La historia de La Cabaña me gustó desde su origen.

Algo hizo William P. Young muy muy mal que quebró y un banco se quedó con su casa. Cualquiera que fuera su error, por trabajo no quedó para él y rentó un pequeño departamento para él, su esposa y sus seis hijos… y se metió a dos trabajos para mantener a flote a la familia.

Con la Navidad en mente y la certeza que no tendría para regalos, decidió escribir una historia para su familia ¿el tema? sus sentimientos hacia Dios (cuando todo marcha bien, somos todos agradecidos, pero cuando no…) y así fue que se originó la historia de La Cabaña.

En la historia al protagonista le va un millón de veces peor que en la vida real de Young porque el padre de tres hijos (dos nenas y un chico) al irse a un lago con ellos (la esposa estaba trabajando) le secuestran y matan a la hija menor.

No crean que por esta sutileza ya les conté la historia. En lo absoluto, este es solo el terrible comienzo de la historia de un hombre religioso (creyente es la palabra más adecuada) que busca enseñarle a sus hijos sus creencias, les explica el universo desde su punto de vista y de pronto, pues todo deja de tener sentido.

La película es un viaje espiritual que si bien religioso, no por ello se centra en dogmas o nos trata de vender fácilmente a un Dios y el misterio de la Santísima Trinidad. Icreíblemente, hacen todo lo anterior con argumentos y razonando la ‘venta’.

A uno le cuestionan hasta las más pequeñas cosas en la película y no porque uno crea o no en Dios, sino por las incongruencias que se tienen en el día a día, lo mala onda que uno es… y claro, está la gran confrontación de los sentimientos de este hombre que perdió a su hija más pequeña.

Grandes o chicas, uno va teniendo en la vida las tragedias y esta película puede ser un buen modo de ponerlas en perspectiva y de razonar lo egoístas que nos podemos poner.
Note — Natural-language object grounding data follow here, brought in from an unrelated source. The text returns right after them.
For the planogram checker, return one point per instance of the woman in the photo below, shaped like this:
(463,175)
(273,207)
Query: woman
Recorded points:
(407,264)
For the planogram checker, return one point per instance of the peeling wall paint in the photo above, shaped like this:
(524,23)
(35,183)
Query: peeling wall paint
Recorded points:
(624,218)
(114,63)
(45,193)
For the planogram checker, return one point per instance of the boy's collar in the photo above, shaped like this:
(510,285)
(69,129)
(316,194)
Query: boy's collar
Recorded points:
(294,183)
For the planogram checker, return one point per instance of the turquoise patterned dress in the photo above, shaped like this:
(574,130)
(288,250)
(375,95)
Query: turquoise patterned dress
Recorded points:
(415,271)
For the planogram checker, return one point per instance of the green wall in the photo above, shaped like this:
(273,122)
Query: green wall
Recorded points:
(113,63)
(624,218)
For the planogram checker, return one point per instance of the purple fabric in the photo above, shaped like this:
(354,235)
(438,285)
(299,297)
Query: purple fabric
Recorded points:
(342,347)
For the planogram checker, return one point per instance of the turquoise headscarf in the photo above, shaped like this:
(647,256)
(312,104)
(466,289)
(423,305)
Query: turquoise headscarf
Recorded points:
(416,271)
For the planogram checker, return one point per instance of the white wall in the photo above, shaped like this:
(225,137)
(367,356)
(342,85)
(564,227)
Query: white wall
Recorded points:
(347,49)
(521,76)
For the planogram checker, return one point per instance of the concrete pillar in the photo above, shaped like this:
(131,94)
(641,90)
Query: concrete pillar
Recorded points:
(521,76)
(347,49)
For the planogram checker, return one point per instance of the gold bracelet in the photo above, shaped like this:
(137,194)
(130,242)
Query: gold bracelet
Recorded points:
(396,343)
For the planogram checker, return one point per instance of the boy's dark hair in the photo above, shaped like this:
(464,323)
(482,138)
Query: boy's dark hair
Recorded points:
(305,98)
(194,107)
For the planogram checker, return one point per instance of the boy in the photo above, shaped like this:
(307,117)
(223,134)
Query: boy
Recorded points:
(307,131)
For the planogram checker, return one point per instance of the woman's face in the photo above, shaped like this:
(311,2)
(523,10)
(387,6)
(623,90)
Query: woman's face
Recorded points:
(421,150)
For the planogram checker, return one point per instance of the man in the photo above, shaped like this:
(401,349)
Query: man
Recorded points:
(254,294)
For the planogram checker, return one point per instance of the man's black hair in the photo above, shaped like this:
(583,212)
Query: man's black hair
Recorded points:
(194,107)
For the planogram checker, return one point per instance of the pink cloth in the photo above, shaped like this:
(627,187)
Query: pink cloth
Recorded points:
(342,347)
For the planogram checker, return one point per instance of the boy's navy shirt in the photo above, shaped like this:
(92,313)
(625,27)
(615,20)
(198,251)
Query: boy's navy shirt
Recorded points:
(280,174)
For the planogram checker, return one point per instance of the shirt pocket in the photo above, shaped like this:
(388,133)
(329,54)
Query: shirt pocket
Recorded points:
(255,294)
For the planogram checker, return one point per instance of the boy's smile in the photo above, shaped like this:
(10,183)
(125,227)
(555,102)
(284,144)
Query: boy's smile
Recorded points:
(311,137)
No es necesariamente una película que se tenga que ver en el cine porque, en primera, creo que ya la quitaron y en segunda porque la fotografía no es particularmente hermosa o busca ser preciosista (como sí lo busca ser el mensaje). Pero lo que sí es que uno debe verla de un jalón porque el mood es imprescindible.

Por cierto, al final, William P. Young terminó esta historia para que su familia y amigos la leyeran en Navidad… y vendió no solamente 20 millones de copias sino los derechos para que se hiciera una película con su historia.